Minister of Justice
- In office 1949–1955
- Monarch: Haile Selassie I
- Preceded by: Masfin Andargatchew Massai
- Succeeded by: Abiye Abebe

Personal details
- Born: 1901 Shewa, Ethiopian Empire
- Died: 29 July 1976 (aged 74–75) United Kingdom
- Resting place: Kensal Green Cemetery
- Education: Menelik II School

= Wolde Giyorgis Wolde Yohannes =

Ethiopian politician (1900–1976)

Wolde Giyorgis Wolde Yohannes (ወልደ ጊዮርጊስ ወልደ ዮሐንስ; 1901 – 29 July 1976) was an Ethiopian government official and Minister during the reign of Haile Selassie. Between 1941 and his downfall in 1955, he came to dominate Ethiopian politics for a decade and a half, not only serving as Tsehafi Taezaz or Minister of the Pen (1941–1955), but at times Minister of the Interior (1943–1949), and Minister of Justice (1949–1955).

== Life ==
Wolde Giyorgis was born in Shewa, and received his education at the Menelik II School. According to John Spencer, he was the son of a saddle-maker and received "little formal education". Spencer considered him his friend, confessing that from "our first encounter at the headquarters at Dessie, I was drawn to him by his lively use of French and his swift ironic wit. Throughout the 12 years of our collaboration, he and I, even in the midst of serious discussion in committee meetings, continued to indulge in ironic by-play."

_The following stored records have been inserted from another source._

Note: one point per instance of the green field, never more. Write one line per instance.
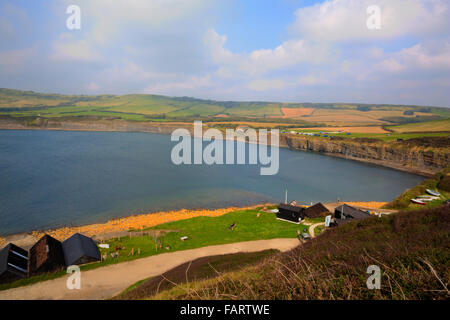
(431, 126)
(379, 136)
(201, 231)
(146, 107)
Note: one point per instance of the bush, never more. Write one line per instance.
(444, 184)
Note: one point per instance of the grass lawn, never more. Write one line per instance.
(201, 232)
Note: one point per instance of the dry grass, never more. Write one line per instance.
(298, 112)
(411, 249)
(430, 126)
(366, 129)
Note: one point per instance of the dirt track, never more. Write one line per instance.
(106, 282)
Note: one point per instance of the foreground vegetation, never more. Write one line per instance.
(201, 231)
(411, 249)
(199, 269)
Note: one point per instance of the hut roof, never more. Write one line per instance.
(46, 254)
(78, 246)
(290, 208)
(350, 211)
(316, 210)
(5, 256)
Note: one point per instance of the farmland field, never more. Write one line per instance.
(431, 126)
(297, 112)
(145, 107)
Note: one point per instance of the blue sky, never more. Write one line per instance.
(285, 50)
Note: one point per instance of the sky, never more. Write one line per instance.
(264, 50)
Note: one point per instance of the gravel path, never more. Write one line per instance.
(108, 281)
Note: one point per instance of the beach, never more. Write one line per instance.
(140, 222)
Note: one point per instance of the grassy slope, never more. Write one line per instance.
(202, 231)
(411, 249)
(199, 269)
(381, 136)
(153, 107)
(430, 126)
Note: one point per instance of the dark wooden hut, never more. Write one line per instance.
(317, 211)
(46, 256)
(13, 263)
(290, 213)
(347, 212)
(79, 249)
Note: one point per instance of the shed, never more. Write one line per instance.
(13, 263)
(317, 211)
(347, 212)
(79, 249)
(46, 255)
(290, 213)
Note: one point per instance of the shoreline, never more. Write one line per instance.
(137, 223)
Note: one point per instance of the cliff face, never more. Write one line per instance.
(397, 155)
(92, 125)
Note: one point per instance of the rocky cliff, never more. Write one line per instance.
(423, 160)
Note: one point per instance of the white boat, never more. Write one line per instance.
(418, 201)
(433, 193)
(428, 197)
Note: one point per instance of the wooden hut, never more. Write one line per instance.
(13, 263)
(290, 213)
(79, 249)
(46, 256)
(316, 211)
(347, 212)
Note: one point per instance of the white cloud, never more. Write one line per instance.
(179, 87)
(66, 48)
(111, 17)
(258, 62)
(341, 20)
(266, 85)
(13, 61)
(419, 58)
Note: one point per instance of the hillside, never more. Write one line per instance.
(141, 107)
(411, 248)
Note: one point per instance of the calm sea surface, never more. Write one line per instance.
(56, 178)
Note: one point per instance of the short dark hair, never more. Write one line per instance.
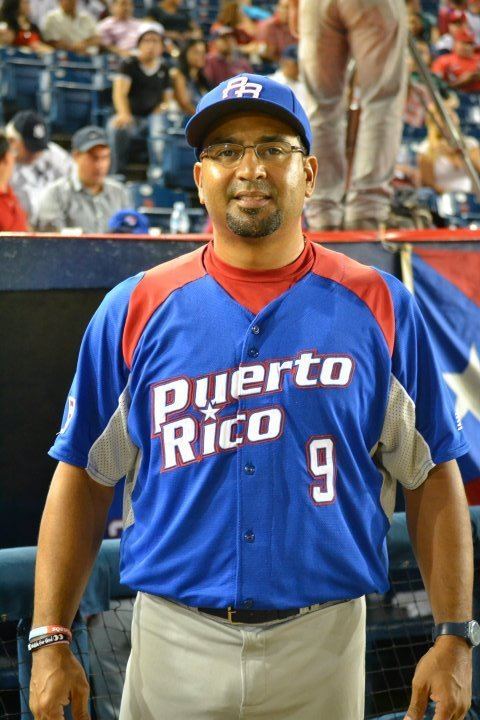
(4, 145)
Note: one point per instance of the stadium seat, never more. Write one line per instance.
(177, 163)
(169, 150)
(412, 133)
(458, 209)
(156, 202)
(79, 96)
(150, 195)
(21, 77)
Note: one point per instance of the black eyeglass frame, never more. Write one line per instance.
(271, 143)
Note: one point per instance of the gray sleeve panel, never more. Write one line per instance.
(113, 454)
(402, 453)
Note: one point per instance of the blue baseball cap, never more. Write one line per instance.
(129, 221)
(247, 93)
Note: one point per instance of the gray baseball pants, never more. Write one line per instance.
(187, 665)
(374, 33)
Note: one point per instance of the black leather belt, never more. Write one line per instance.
(250, 616)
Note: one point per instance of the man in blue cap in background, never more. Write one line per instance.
(262, 395)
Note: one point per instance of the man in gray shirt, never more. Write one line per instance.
(38, 162)
(87, 198)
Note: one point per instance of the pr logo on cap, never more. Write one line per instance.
(240, 86)
(38, 131)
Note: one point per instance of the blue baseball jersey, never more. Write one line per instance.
(261, 451)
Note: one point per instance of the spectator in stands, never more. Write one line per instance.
(441, 166)
(176, 20)
(288, 72)
(189, 81)
(139, 89)
(456, 20)
(119, 31)
(87, 198)
(39, 9)
(68, 28)
(20, 30)
(445, 12)
(236, 14)
(273, 35)
(38, 161)
(473, 18)
(375, 34)
(12, 216)
(418, 97)
(224, 60)
(460, 68)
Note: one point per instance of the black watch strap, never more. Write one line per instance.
(468, 630)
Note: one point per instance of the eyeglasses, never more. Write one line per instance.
(271, 153)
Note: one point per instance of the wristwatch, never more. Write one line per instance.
(469, 630)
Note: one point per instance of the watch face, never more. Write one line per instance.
(474, 632)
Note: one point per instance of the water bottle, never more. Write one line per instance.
(179, 220)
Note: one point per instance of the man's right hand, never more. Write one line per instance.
(122, 120)
(58, 679)
(293, 17)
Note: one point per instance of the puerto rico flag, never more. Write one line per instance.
(446, 284)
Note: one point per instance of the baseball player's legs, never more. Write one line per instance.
(314, 667)
(377, 36)
(323, 54)
(186, 665)
(182, 666)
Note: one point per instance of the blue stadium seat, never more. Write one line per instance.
(169, 150)
(413, 133)
(79, 96)
(21, 77)
(156, 202)
(151, 195)
(458, 209)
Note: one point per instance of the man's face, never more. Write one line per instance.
(93, 165)
(289, 68)
(8, 163)
(464, 49)
(150, 47)
(254, 198)
(69, 6)
(225, 45)
(282, 10)
(17, 146)
(122, 9)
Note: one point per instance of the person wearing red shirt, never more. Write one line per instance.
(12, 216)
(460, 68)
(273, 35)
(224, 61)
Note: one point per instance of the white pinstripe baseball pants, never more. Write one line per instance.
(186, 665)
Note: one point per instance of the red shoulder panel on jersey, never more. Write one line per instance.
(362, 280)
(152, 290)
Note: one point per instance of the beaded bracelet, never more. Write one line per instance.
(48, 630)
(56, 639)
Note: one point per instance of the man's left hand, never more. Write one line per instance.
(444, 675)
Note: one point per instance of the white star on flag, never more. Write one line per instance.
(210, 412)
(466, 386)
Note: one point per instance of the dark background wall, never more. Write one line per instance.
(49, 288)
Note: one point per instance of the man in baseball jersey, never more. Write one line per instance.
(262, 395)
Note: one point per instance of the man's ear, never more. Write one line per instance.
(197, 176)
(311, 169)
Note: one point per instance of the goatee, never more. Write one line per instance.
(250, 225)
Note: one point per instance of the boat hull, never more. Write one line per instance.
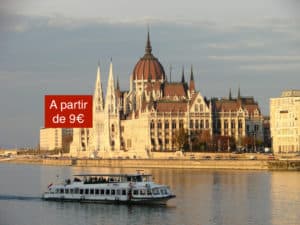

He became Emperor Haile Selassie's private secretary prior to the Italian occupation, and accompanied his monarch into exile. When Emperor Haile Selassie returned to Ethiopia Wolde Giyorgis was at his side, having gained the Emperor's trust during their exile, as well as according to Bahru Zewde a "knack for political intregue", Bereket Habte Selassie writes that "he was responsible (next to the Emperor—some say next to no one) for the post-restoration establishment of a firm control over the capital and the provinces. He enjoyed immense power (or the confidence of the Emperor, which is the same thing) and, to many people, exemplified the older educated generation who were the Emperor's willing and efficient tools in his pursuit of the policy of complete centralization of power."

Wolde Giyorgis was much involved in negotiating the Anglo-Ethiopian agreements of 1942 and 1944. He strongly opposed post-war British pressures on Ethiopia, most notably against British efforts to remain in occupation of the Ogaden and the so-called Reserved Area adjacent to British Somaliland. As a result, Richard Pankhurst notes, "several British officials went so far (incorrectly) as describing him as being 'anti-British'. For his part he used to say that he was not 'Anti-anybody, but pro-Ethiopian'. I emphasise this side of his life because it is highly relevant to our subject for today!"

However, in 1955 Wolde Giyorgis fell from favor, and a group of four ambitious ministers moved into his place: Makonnen Habte-Wold, Ras Abebe Aregai, Ras Andargachew Masai, and General Mulugeta Bulli. As Christopher Clapham observed, "Not least of among the emperor's achievements was the way in which he caused the resentment both of the nobility and of frustrated reformers to be directed against Wolde Giyorgis rather than himself, thus remaining detached from policies for which he was essentially responsible."

After his downfall, Wolde Giyorgis served as Governor of Arsi (1955–1960), and of Gamu-Gofa (1960–1961). He left Ethiopia for medical treatment, just before the Ethiopian revolution of 1974, becoming an exile in Britain where he died two years later. Wolde Giyorgis was buried in Kensal Green Cemetery.